Pour parfaire ce projet, un film a été tourné tout au long de ce périple, présentant à l’instar d’un spot publicitaire, un Forgetmat dans toute sa splendeur, enchaînant les acrobaties les plus abracadabrantesques et époustouflantes. Pour certaines, on le voit accompagné d’athlètes locaux ; pour d’autres, il fait face à l’immensité de la nature, notamment à Etretat où la célèbre falaise a eu droit à une nouvelle mise à l’honneur. « Je voulais faire transparaître l’énergie de l’eau ainsi que le lien entre Homme et nature » décrit le photographe.
Travail sérieux
Derrière ces réflexions, Mathieu Forget s’impose une méthode de travail très rigoureuse, une discipline de chaque instant ; « j’aime les choses carrées » déclare-t-il. Notons, en ce sens, une maîtrise parfaite de sa photographie, des plans léchés, ainsi qu’une finition en studio qui donne un aspect extrêmement net et clair aux productions. Le côté « carré » de Forgetmat, cette auto-discipline, semblent presque être un peu trop poussés à l’extrême, donnant une impression d’œuvres quelque peu aseptisées, manquant de caractères.
A l’inverse pourtant, Mathieu nouslivre son grand attachement à la spontanéité dans son œuvre.
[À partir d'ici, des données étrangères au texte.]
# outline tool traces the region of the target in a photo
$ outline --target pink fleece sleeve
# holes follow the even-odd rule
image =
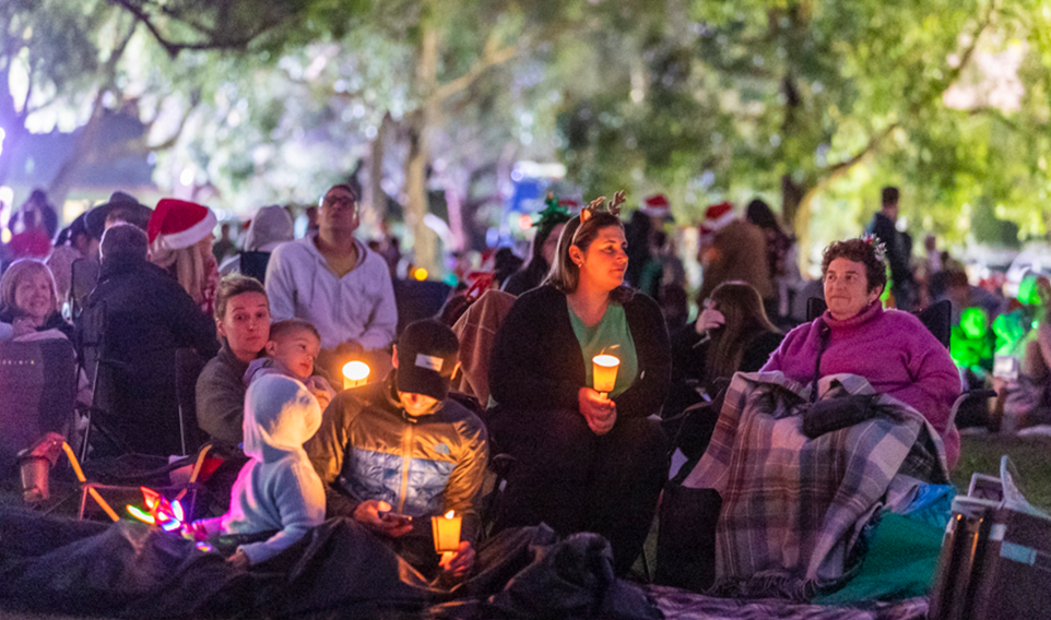
[[[963,391],[963,382],[948,350],[928,332],[913,341],[909,356],[909,373],[913,380],[890,395],[911,405],[931,422],[945,442],[945,456],[952,468],[959,458],[959,433],[948,427],[953,403]]]

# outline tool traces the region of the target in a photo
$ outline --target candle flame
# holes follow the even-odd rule
[[[351,381],[364,381],[368,378],[371,369],[364,361],[349,361],[343,365],[343,377]]]
[[[613,368],[615,366],[621,365],[621,360],[612,355],[597,355],[593,358],[591,358],[591,361],[593,361],[594,363],[598,363],[599,366],[603,366],[605,368]]]

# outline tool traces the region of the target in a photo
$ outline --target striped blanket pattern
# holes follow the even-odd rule
[[[818,384],[820,400],[872,393],[852,374]],[[863,557],[863,530],[893,481],[898,492],[902,477],[948,479],[941,439],[916,409],[878,395],[878,415],[808,439],[808,395],[781,372],[737,373],[730,384],[711,443],[683,482],[722,496],[711,594],[806,600],[835,588]]]

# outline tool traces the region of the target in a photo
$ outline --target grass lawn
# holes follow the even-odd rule
[[[971,474],[1000,476],[1000,458],[1011,456],[1018,477],[1015,484],[1036,506],[1051,511],[1051,437],[965,436],[953,484],[967,492]]]

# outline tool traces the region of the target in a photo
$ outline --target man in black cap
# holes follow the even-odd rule
[[[134,224],[145,230],[153,210],[140,204],[134,196],[125,192],[114,192],[108,201],[93,206],[87,212],[85,224],[92,237],[102,239],[103,233],[118,222]]]
[[[329,516],[350,516],[424,574],[460,576],[474,564],[488,439],[477,416],[448,397],[459,342],[437,321],[405,327],[379,383],[346,390],[304,449],[326,487]],[[430,516],[462,517],[459,550],[440,567]]]
[[[153,210],[140,204],[134,196],[121,191],[109,194],[109,200],[96,204],[85,213],[83,225],[91,236],[91,242],[83,252],[83,257],[73,261],[70,269],[70,285],[67,287],[70,301],[73,305],[73,315],[79,314],[86,301],[87,295],[98,282],[98,245],[103,234],[113,225],[125,222],[133,224],[142,230],[146,229]]]
[[[92,436],[94,454],[181,454],[176,350],[214,356],[215,322],[178,282],[146,261],[146,234],[138,226],[110,226],[101,253],[98,285],[76,322],[75,338],[88,359],[107,360],[97,421],[108,436]],[[192,385],[181,389],[192,393]]]

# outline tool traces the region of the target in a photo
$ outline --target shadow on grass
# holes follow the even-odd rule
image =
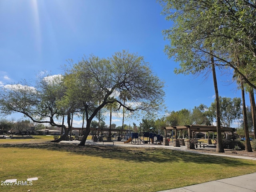
[[[252,165],[254,164],[239,159],[196,154],[152,147],[124,147],[92,145],[79,146],[74,144],[50,142],[33,144],[0,144],[0,148],[1,147],[18,147],[63,151],[70,152],[71,155],[86,155],[134,162],[161,163],[183,162],[198,164],[220,164],[227,166]],[[255,164],[253,165],[255,166]]]

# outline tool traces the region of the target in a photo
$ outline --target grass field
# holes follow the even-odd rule
[[[256,172],[256,161],[154,148],[0,144],[0,191],[155,192]]]

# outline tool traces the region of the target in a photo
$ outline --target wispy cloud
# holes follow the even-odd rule
[[[5,75],[4,76],[4,79],[5,79],[6,80],[10,80],[11,79],[9,78],[9,77],[7,75]]]

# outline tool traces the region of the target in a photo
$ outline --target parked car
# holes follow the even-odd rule
[[[249,138],[250,140],[252,141],[252,138]],[[244,138],[241,138],[241,141],[245,141],[245,137],[244,137]]]

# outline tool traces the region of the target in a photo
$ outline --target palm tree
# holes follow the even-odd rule
[[[248,128],[248,122],[247,122],[247,116],[246,116],[246,106],[245,105],[245,99],[244,98],[244,82],[241,78],[241,89],[242,90],[242,98],[243,103],[243,116],[244,116],[244,134],[245,135],[245,151],[247,152],[252,152],[252,149],[250,142],[249,136],[249,129]]]
[[[249,96],[251,103],[251,110],[252,116],[252,124],[254,130],[254,139],[256,139],[256,106],[255,105],[254,92],[253,89],[251,88],[250,88],[249,91]]]
[[[212,66],[212,77],[213,78],[213,83],[215,91],[215,97],[216,100],[216,120],[217,122],[217,147],[216,151],[219,153],[224,153],[224,147],[222,143],[222,136],[221,134],[221,124],[220,124],[220,100],[219,100],[219,92],[218,89],[218,84],[217,84],[217,78],[216,78],[216,72],[215,71],[215,64],[214,58],[213,56],[211,56],[211,64]]]
[[[108,103],[106,105],[107,108],[110,111],[110,124],[109,126],[109,132],[108,132],[108,137],[111,137],[111,120],[112,119],[112,110],[116,110],[117,108],[117,103],[115,101],[115,99],[114,97],[112,97],[110,98],[110,100],[112,101],[111,102]]]
[[[125,106],[125,102],[128,100],[130,100],[131,99],[131,97],[129,94],[129,92],[126,90],[124,90],[120,93],[119,98],[121,100],[124,101],[124,104],[123,106],[123,121],[122,125],[122,129],[123,130],[124,122],[124,112],[125,110],[125,108],[124,108],[124,106]]]
[[[239,60],[238,56],[237,55],[235,58],[236,62],[238,63],[237,66],[240,66],[243,64],[244,64],[243,63],[244,63],[244,61],[243,62],[240,62]],[[242,103],[243,106],[243,118],[244,120],[244,135],[245,136],[245,150],[247,152],[252,152],[252,146],[251,146],[251,143],[250,142],[249,136],[249,128],[248,128],[248,122],[247,121],[247,116],[246,115],[246,105],[245,104],[245,99],[244,98],[244,82],[243,79],[240,76],[240,75],[236,71],[234,72],[234,75],[233,76],[233,78],[236,79],[236,82],[237,83],[240,85],[240,88],[242,91]]]

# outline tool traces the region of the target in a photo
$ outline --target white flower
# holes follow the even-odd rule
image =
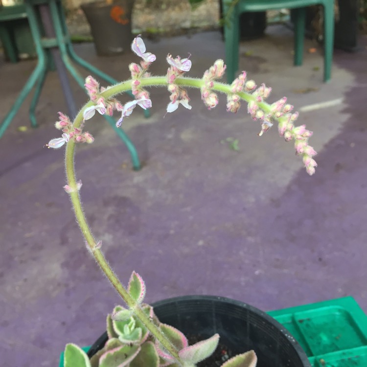
[[[56,139],[52,139],[46,144],[47,148],[52,148],[53,149],[58,149],[61,148],[65,143],[67,143],[70,139],[70,135],[68,134],[63,134],[61,138],[57,138]]]
[[[184,98],[180,100],[176,99],[175,102],[171,102],[168,103],[168,105],[167,106],[167,112],[173,112],[173,111],[175,111],[178,108],[179,105],[180,103],[188,110],[191,109],[191,106],[188,104],[188,99]]]
[[[101,115],[104,115],[106,113],[106,107],[101,102],[96,106],[91,106],[84,110],[83,113],[83,117],[85,120],[89,120],[92,118],[95,114],[95,111],[98,111]]]
[[[124,119],[124,117],[127,116],[130,116],[133,112],[133,110],[135,108],[137,105],[140,106],[143,110],[146,110],[147,108],[150,108],[152,107],[152,101],[150,99],[146,98],[140,98],[140,99],[135,99],[134,101],[130,101],[125,104],[124,108],[121,114],[121,117],[118,119],[116,123],[116,127],[120,127]]]
[[[188,71],[191,68],[191,62],[188,58],[181,60],[180,56],[177,56],[176,59],[174,59],[172,55],[168,54],[167,56],[167,62],[182,71]]]
[[[156,59],[156,55],[151,52],[146,52],[146,48],[143,40],[138,36],[134,39],[131,44],[131,49],[138,56],[144,59],[144,61],[153,62]]]

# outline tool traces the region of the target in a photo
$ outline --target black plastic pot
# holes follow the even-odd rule
[[[111,56],[129,49],[134,36],[131,33],[131,13],[134,0],[114,0],[82,4],[82,9],[91,25],[97,54]]]
[[[169,298],[152,305],[160,320],[184,334],[203,339],[215,333],[233,355],[250,349],[256,352],[257,367],[311,367],[300,345],[289,332],[262,311],[239,301],[205,296]],[[102,348],[107,333],[93,344],[88,356]]]

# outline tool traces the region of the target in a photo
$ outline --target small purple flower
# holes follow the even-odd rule
[[[67,143],[70,139],[70,135],[68,134],[63,134],[61,138],[57,138],[56,139],[51,139],[48,144],[46,144],[47,148],[52,148],[53,149],[58,149],[61,148],[65,143]]]
[[[188,59],[188,57],[181,60],[180,56],[177,56],[176,59],[174,59],[172,55],[168,54],[167,56],[167,62],[182,71],[188,71],[191,68],[191,62]]]
[[[83,118],[85,120],[89,120],[90,118],[92,118],[94,115],[96,111],[101,115],[104,115],[106,113],[106,107],[101,102],[96,106],[91,106],[84,110],[83,113]]]
[[[151,52],[146,52],[146,48],[143,40],[139,36],[134,39],[131,44],[133,52],[141,57],[144,61],[152,63],[156,60],[156,55]]]
[[[146,110],[147,108],[150,108],[152,107],[152,101],[150,99],[146,98],[140,98],[140,99],[135,99],[134,101],[130,101],[125,103],[121,114],[121,117],[118,119],[117,122],[116,123],[116,127],[120,127],[121,126],[124,117],[130,116],[133,112],[133,110],[135,108],[137,105],[140,106],[143,110]]]
[[[168,103],[167,106],[167,112],[173,112],[175,111],[179,107],[179,105],[181,103],[185,108],[188,110],[191,109],[191,106],[188,104],[189,100],[187,98],[183,99],[176,99],[175,102],[171,102]]]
Ainsi, ses mouvements ne sont pas pensés, il travaille à l’instinct, multipliant les prises pour n’en garder plus qu’une seule à la fin.
Un peu de légèreté qui pousse finalement à viser le ciel ; un véritable mantra que Mathieu Forget dévoile dans ses différentes créations. Preuve en est avec, au centre de la scénographie, une statue de sa propre personne, grandeur nature, en totale lévitation. Une invitation à toucher du doigt notre rêve de voler.
Suspendue dans les airs, elle permet de prendre la mesure de l’exploit sportif réalisé. Juste ciel !
Gabriel Moser.
Du 10 juin au 06 septembre 2024
Hôtel du département de la Seine-Maritime, 2 Quai Jean Moulin, 76100 Rouen.
Entrée libre, du lundi au vendredi, de 10h à 17h.